Preview of "Destiny's tide" by J.D. Davies: a town disappearing beneath the waves and the disturbing life in Henry the 8's England

16th century England: Dunwich is a town in decline - figuratively and literally. Once a town that rivalled London strong winter storms at the beginning of the small Ice Age have blocked the harbour by dumping shingle and the changing sea current is now eating away the cliffs the town is built on. Of the many prosperous churches several have already crumbled and vanished under the waves. But with King Harry dissolving the monasteries the income from the Iceland Fisheries has also disappeared. With his father in the leper hospital and his wife dead Jack Stannard has to manage their shipping industry and surviving not only Big Harry's wars in Scotland and France but also scheming neighbouring villages. 

I have to admit it took me a very long time to start to identify with the main characters in the story. But what the book makes so very interesting is that it feels like we as a reader time travel. The writer states that he has been teaching Tudor history for many years and that shows in all the details. 

This is a story not of mighty kings but of the civilians: the greyfriar who looses his livelihood as a monk and is forced to pick up his sword as a soldier once again, the beggar who must have once been educated and prosperous but now sits begging in the street blind, the child who thinks her new stepmother must be a witch because as old as she is (I believe 26) she still has all her teeth.

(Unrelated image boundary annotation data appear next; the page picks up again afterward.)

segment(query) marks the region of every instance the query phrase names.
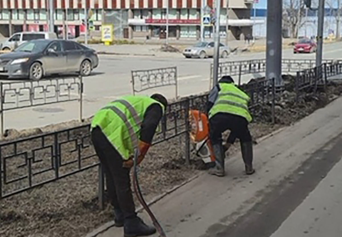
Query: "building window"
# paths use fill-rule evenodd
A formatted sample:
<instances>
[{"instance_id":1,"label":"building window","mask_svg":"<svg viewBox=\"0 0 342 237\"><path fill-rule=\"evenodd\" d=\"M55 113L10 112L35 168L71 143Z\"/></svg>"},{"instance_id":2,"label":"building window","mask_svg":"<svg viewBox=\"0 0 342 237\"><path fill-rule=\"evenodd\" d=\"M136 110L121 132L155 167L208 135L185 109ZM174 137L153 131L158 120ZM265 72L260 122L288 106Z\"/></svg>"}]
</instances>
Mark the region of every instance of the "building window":
<instances>
[{"instance_id":1,"label":"building window","mask_svg":"<svg viewBox=\"0 0 342 237\"><path fill-rule=\"evenodd\" d=\"M47 19L46 10L41 9L39 10L39 20L41 21Z\"/></svg>"},{"instance_id":2,"label":"building window","mask_svg":"<svg viewBox=\"0 0 342 237\"><path fill-rule=\"evenodd\" d=\"M34 14L34 15L35 20L39 20L39 10L33 10Z\"/></svg>"},{"instance_id":3,"label":"building window","mask_svg":"<svg viewBox=\"0 0 342 237\"><path fill-rule=\"evenodd\" d=\"M80 12L78 9L74 9L74 20L75 21L80 20Z\"/></svg>"}]
</instances>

It also illustrates the big changes that happened in those days. Ships are at first fighting with arrows and boarders but later on the first cannon is introduced. While the mighty orders like the Benedictines were given a pension, later on the Franciscans were just evicted what meant old monks died in the gutter and not only abbeys but also schools and hospitals were closed. The common folks saw their church rituals changed bit by bit like removing dooms and introducing English liturgy. That close look of day to day life in that era makes this novel so interesting. 

And the more I read about Henry the 8th the more I think he was a sociopath. Like how he executed someone for treason in such a gruesome way that the father of that person who was wrongly convicted lost his mind.